Please can you tell me how to solve the following equations for values of x between (0.2 π) {π is pie}

a) tan (4x) = 1

b) sin(x-2π) + sin (x - 2π) = ½

c) 2 cos (x + ½) = -1

d) sin x + cos x = 3/2

2. Well when you want to isolate a variable that's inside a trig function, you just take the inverse trig function.

For instance, with the first problem:

$\tan(4x)=1$.

We take $\tan^{-1}$ of both sides (sometimes, $\tan^{-1}$ is written and pronounced $\arctan$). Get:

$\tan^{-1}(\tan(4x)) = \tan^{-1}(1)$, so resolving the left side gives:

$4x = \tan^{-1}(1)$.

We now have to figure out what $\tan^{-1}(1)$ is. Well it's like asking "what angle in a right triangle gives a ratio of opposite side over adjacent side equal to 1?" It should be obvious that a 45-45-90 triangle passes this test, so $\tan^{-1}(1)$ resolves to $45^o$, or $\frac{\pi}{4}$. However, there may be more answers. Notice that $\frac{5\pi}{4}$ works as well. In fact, for any integer n, $\tan\left(n\pi + \frac{\pi}{4}\right) = 1$, so $\tan^{-1}(1)$ could be any of these.

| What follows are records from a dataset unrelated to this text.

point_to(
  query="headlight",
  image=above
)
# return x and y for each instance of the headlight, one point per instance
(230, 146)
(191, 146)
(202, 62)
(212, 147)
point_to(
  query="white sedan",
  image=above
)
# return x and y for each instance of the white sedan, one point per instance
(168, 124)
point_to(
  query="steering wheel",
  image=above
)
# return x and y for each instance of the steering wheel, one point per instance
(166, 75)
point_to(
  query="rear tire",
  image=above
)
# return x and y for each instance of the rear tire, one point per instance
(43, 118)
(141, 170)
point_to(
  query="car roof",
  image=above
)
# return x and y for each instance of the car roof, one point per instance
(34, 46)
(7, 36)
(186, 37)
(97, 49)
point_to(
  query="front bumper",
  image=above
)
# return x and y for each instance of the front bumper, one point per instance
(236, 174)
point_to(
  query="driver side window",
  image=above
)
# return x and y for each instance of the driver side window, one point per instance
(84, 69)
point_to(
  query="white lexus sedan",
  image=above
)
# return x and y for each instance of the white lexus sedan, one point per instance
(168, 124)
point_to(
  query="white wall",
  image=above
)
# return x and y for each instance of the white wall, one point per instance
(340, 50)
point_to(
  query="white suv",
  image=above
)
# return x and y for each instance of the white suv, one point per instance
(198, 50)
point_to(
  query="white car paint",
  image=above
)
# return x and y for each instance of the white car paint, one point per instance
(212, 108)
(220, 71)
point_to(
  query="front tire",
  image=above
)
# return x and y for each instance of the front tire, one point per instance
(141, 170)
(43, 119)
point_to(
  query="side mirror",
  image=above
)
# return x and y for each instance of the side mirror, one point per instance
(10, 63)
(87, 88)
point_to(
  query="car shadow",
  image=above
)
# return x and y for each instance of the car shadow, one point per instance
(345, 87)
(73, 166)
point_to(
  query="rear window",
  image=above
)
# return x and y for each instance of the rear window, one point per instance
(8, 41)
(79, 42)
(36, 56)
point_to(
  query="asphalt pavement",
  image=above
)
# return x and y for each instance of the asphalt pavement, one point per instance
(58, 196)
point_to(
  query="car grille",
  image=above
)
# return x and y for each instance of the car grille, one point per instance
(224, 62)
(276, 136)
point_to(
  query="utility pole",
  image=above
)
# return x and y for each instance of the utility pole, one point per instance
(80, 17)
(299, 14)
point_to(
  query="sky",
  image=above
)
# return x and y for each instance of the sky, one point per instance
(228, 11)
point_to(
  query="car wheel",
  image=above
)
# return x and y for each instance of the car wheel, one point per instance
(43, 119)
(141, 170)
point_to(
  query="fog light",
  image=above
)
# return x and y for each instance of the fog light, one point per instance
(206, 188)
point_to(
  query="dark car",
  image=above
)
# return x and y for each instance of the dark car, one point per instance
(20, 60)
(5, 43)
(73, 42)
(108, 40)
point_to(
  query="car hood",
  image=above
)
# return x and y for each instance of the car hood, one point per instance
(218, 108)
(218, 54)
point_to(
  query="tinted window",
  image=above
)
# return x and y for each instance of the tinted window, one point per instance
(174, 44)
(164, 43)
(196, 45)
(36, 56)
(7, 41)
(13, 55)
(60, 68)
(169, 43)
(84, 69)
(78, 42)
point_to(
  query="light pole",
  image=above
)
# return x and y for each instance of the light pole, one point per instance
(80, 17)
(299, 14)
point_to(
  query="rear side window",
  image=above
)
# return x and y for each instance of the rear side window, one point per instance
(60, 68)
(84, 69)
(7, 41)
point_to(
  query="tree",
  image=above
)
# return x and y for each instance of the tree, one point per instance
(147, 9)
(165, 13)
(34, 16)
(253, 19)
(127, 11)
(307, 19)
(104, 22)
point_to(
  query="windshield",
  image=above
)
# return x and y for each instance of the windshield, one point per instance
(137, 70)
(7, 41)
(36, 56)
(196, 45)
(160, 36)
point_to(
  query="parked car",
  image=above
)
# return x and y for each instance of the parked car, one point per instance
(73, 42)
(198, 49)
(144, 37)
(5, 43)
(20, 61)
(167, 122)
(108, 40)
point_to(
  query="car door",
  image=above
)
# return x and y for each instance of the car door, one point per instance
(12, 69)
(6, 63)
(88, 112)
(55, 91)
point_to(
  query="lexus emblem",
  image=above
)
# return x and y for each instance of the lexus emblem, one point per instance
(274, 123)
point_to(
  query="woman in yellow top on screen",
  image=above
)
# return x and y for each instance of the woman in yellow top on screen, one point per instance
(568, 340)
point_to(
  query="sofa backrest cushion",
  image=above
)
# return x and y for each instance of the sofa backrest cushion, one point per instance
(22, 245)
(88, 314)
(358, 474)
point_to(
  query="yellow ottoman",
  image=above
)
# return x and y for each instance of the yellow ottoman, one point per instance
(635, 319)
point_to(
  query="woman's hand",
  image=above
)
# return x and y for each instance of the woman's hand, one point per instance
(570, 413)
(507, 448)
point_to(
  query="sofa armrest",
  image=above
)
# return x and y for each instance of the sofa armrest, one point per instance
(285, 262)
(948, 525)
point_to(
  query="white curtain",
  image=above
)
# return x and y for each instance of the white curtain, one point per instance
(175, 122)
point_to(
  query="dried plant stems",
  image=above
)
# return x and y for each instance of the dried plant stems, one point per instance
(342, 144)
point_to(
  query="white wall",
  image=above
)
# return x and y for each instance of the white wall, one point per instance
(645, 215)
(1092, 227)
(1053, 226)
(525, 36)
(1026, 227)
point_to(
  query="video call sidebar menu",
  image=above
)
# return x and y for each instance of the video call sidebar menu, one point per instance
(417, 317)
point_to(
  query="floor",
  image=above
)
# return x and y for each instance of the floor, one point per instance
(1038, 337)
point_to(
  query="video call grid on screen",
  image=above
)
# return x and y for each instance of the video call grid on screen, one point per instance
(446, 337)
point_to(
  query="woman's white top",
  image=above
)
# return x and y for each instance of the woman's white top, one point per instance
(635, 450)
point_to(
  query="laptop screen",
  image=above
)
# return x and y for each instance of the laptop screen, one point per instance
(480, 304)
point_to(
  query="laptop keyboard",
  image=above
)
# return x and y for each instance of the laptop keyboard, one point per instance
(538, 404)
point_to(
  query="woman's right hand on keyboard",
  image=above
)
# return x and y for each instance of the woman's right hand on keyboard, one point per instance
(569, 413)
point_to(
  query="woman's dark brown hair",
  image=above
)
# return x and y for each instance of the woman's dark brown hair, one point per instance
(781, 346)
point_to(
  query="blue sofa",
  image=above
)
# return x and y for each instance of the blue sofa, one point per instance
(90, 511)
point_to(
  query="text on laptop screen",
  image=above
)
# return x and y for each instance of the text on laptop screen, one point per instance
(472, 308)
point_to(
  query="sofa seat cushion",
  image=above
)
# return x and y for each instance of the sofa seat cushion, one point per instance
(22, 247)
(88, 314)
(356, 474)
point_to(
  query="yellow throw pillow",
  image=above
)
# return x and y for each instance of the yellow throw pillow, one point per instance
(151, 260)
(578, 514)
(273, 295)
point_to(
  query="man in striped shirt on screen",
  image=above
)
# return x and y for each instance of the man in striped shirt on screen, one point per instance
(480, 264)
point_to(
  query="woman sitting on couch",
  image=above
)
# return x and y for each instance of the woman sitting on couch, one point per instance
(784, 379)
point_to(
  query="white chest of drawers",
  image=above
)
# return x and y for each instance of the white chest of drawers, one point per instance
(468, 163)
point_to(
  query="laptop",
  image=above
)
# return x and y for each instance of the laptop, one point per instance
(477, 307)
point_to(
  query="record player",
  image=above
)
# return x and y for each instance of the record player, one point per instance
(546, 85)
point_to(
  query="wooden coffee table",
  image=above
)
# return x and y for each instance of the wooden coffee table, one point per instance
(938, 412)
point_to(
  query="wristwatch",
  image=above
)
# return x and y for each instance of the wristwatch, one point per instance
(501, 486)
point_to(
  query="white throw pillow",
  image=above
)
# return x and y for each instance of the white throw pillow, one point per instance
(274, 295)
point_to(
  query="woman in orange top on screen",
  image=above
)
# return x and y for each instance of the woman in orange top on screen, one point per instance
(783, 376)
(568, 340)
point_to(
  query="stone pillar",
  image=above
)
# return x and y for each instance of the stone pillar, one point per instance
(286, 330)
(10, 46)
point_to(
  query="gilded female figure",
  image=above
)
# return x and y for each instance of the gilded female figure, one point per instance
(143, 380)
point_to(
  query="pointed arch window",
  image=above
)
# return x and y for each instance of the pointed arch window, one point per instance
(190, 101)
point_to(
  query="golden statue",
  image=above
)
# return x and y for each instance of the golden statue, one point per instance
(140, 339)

We take this info and go back to our equation:

$4x = \tan^{-1}(1)$. So:

$4x = n\pi + \frac{\pi}{4}$. Then:

$x = \frac{1}{4}\left(n\pi + \frac{\pi}{4}\right)$.

All right, but you were given a restriction of possible values, $0 < x < 2\pi$.

So we want to figure out the only values of n that make our solution valid. $0 < \frac{1}{4}\left(n\pi + \frac{\pi}{4}\right) < 2\pi$,
$0 < n\pi + \frac{\pi}{4} < 8\pi$,

$-\frac{\pi}{4} < n\pi < 8\pi - \frac{\pi}{4}$,

$-\frac{1}{4} < n < 8 - \frac{1}{4}$.

So n could only be 0,1,2,3,4,5,6, or 7.

3. Thanks for your help. I will try to work out the others.

4. How do we known that 45 degrees is pi over 4?

5. Originally Posted by bigfoot
How do we known that 45 degrees is pi over 4?
How does $2\pi"$ relate to $180^{\circ}"$?

Dividing by 8, how then does $\frac{\pi}{4}"$ relate to $45^{\circ}"$?